Screenshot from 2013-06-20 01:08:56

In order to find confirm if the BACE1-AS competes with th microRNA, the group performed RT-PCR on the RNA samples from different tissues of human and mouse and found that the expression of BACE1, BACE1-AS and mir-485-5p was higher in brain than any other tissue. and since BACE1 gene is know to be involved in Alzheimer’s disease the group examined second set of RNA samples from control subjects and individuals with Alzheimer’s disease.

Initially, they examined the parietal lobe and cerebellum of 5 subjects with Alzheimer’s disease and 5 normal elderly individuals (20 samples total). BACE1-AS, and to a lesser degree BACE1, transcripts were up-regulated in Alzheimer’s disease patients compared to control individuals and miR-485-5p was down-regulated by 30% in parietal lobe and close to 60% in cerebellum of Alzheimer’s disease patients

Screenshot from 2013-06-20 07:44:31

Later they also examined a second set of RNA samples from 35 Alzheimer’s disease and 35 control individuals since samples were not available for all regions, they examined for only few regions and found consistent results as there previous works.
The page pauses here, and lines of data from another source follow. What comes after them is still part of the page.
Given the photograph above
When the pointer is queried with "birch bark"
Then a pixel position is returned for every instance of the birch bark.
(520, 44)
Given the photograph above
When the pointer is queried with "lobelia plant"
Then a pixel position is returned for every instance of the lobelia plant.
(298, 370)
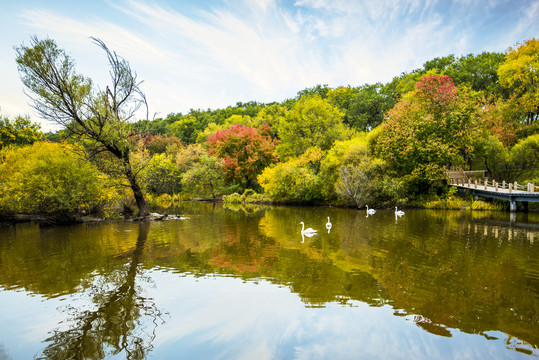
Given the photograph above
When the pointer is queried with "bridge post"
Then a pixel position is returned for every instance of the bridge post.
(512, 205)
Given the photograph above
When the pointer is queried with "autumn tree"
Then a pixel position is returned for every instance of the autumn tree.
(430, 128)
(312, 122)
(100, 118)
(20, 131)
(245, 150)
(296, 179)
(520, 74)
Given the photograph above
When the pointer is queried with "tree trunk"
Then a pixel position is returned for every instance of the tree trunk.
(137, 191)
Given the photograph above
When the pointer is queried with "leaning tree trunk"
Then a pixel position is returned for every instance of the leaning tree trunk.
(135, 187)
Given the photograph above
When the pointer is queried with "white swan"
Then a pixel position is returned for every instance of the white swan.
(307, 231)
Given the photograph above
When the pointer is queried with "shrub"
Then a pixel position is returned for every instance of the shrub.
(48, 178)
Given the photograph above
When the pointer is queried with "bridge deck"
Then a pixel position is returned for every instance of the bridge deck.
(501, 193)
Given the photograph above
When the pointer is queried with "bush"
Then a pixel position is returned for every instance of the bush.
(48, 178)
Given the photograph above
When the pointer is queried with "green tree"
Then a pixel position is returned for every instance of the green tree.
(20, 131)
(205, 177)
(186, 129)
(100, 118)
(294, 180)
(429, 129)
(49, 178)
(161, 176)
(479, 72)
(312, 122)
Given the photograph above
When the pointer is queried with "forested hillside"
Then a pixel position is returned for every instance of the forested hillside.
(378, 144)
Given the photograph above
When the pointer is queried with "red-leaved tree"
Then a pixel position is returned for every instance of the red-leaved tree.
(246, 152)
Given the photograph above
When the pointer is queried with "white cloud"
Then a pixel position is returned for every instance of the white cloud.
(200, 57)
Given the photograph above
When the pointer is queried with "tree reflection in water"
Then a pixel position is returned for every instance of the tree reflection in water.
(122, 321)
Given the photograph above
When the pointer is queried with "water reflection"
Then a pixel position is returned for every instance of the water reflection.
(449, 273)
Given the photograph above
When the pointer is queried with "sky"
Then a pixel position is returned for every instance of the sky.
(200, 54)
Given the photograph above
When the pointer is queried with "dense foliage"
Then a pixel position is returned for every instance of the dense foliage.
(377, 144)
(49, 178)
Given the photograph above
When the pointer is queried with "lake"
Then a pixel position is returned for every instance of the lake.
(243, 283)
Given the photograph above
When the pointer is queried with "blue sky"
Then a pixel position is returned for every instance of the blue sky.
(211, 54)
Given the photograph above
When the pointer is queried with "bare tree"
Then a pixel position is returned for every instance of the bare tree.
(101, 119)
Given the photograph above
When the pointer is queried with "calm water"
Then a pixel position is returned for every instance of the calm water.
(244, 284)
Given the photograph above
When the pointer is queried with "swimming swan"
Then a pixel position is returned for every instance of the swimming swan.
(306, 231)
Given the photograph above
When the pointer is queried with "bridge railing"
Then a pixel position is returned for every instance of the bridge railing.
(493, 184)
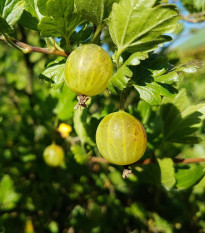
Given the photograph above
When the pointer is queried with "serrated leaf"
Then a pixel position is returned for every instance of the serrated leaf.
(29, 21)
(79, 154)
(135, 58)
(66, 103)
(8, 196)
(94, 11)
(11, 10)
(61, 20)
(167, 172)
(168, 78)
(54, 72)
(32, 8)
(82, 35)
(120, 79)
(180, 124)
(187, 176)
(148, 94)
(138, 26)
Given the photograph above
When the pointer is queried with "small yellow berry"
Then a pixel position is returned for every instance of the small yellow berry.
(64, 130)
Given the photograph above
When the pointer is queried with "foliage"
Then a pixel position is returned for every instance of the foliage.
(161, 89)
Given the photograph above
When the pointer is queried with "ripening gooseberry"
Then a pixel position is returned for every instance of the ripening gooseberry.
(53, 155)
(88, 70)
(121, 138)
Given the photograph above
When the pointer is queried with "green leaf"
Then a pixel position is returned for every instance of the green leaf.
(54, 72)
(174, 74)
(4, 26)
(167, 172)
(179, 124)
(138, 26)
(120, 79)
(66, 104)
(187, 176)
(79, 154)
(82, 35)
(168, 78)
(8, 196)
(32, 8)
(29, 21)
(42, 6)
(148, 94)
(61, 20)
(11, 10)
(94, 11)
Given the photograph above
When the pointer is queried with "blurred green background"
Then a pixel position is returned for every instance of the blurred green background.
(84, 196)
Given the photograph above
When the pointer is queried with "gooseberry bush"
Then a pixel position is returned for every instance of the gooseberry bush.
(87, 91)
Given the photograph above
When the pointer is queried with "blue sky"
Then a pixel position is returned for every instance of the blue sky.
(186, 34)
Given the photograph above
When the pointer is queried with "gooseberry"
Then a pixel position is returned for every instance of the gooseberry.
(53, 155)
(121, 138)
(88, 70)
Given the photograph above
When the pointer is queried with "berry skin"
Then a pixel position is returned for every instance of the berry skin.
(53, 155)
(64, 130)
(121, 138)
(88, 70)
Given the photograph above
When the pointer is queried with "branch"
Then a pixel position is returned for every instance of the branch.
(195, 18)
(148, 161)
(25, 48)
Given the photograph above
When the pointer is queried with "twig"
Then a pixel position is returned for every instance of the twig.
(25, 48)
(148, 161)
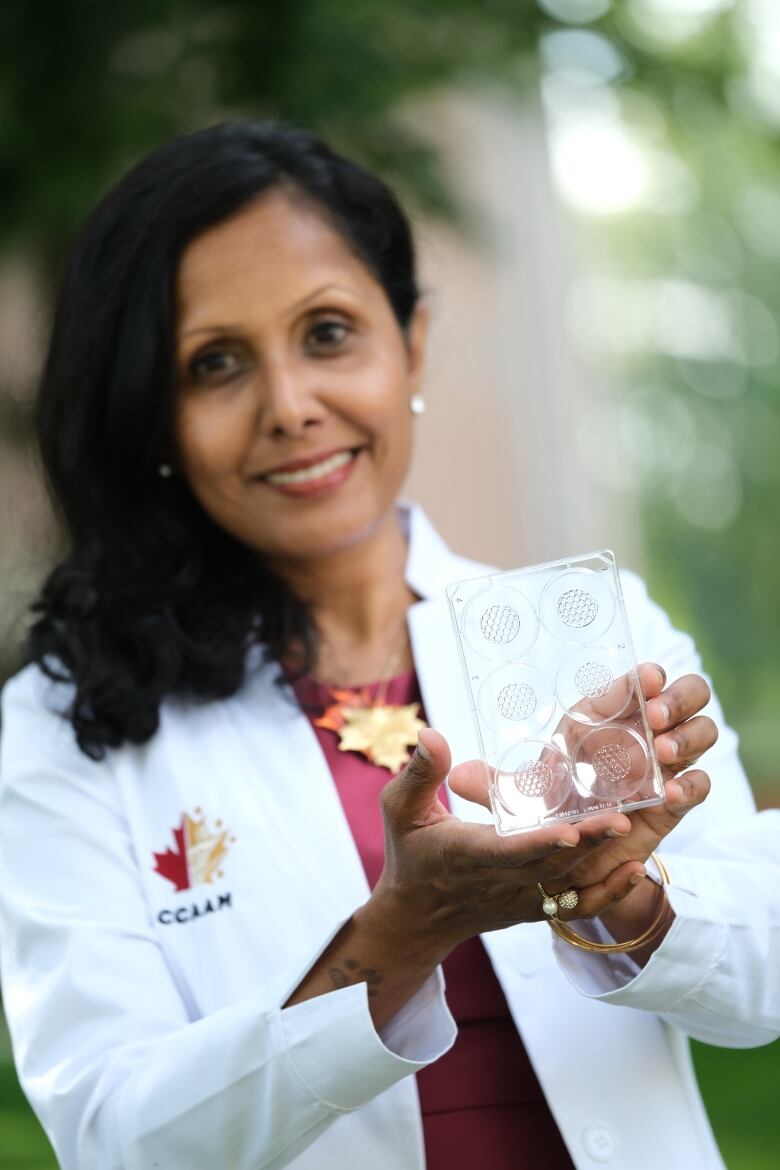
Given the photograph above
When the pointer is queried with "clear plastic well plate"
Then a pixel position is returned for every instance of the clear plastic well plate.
(551, 675)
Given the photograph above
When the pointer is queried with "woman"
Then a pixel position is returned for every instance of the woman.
(209, 955)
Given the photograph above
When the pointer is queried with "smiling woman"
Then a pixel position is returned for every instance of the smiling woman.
(228, 899)
(292, 425)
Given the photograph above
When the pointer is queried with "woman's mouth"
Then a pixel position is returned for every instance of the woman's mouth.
(305, 481)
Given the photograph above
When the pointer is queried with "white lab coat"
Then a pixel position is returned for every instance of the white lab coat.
(146, 1021)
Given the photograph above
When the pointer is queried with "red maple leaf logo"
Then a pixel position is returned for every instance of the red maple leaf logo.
(173, 862)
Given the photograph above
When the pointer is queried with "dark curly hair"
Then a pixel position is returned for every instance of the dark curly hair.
(153, 598)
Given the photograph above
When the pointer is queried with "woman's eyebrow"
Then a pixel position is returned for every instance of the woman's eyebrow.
(294, 308)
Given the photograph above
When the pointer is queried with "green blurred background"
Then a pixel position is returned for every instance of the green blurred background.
(661, 122)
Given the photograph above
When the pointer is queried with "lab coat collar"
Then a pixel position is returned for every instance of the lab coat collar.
(430, 564)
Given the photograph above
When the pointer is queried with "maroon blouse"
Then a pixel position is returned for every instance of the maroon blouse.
(482, 1105)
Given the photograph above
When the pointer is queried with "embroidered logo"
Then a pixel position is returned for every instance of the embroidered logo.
(198, 854)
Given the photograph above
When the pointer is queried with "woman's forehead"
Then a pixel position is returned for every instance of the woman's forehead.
(278, 248)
BACE1-AS transcript concentrations were up-regulated in all four regions tested. To a lesser degree, BACE1 transcripts were up-regulated in entorhinal cortex as well as in superior frontal gyrus. On the other hand, miR-485-5p was significantly reduced in entorhinal cortex and hippocampus. However, miR-485-5p was not significantly altered in cerebellum and superior frontal gyrus. The difference between miR-485-5p expressions in cerebellum of the two sets of RNA samples can conceivably be explained by the relatively high variability among human samples. (see the figure below)

Screenshot from 2013-06-20 07:53:32

They conclude demonstrating the potential competition between microRNA and antisence lncRNA for a binding site in the sixth exon of BACE1 gene and hence regulating its level. This study uncovers yet another post-transcriptional mode of gene regulation in which lncRNAs are involved.

Later in 2012 Keniry et al., demonstrated similar post-transcriptional regulation by another lncRNA (h19 lincRNA)  which included miR-675.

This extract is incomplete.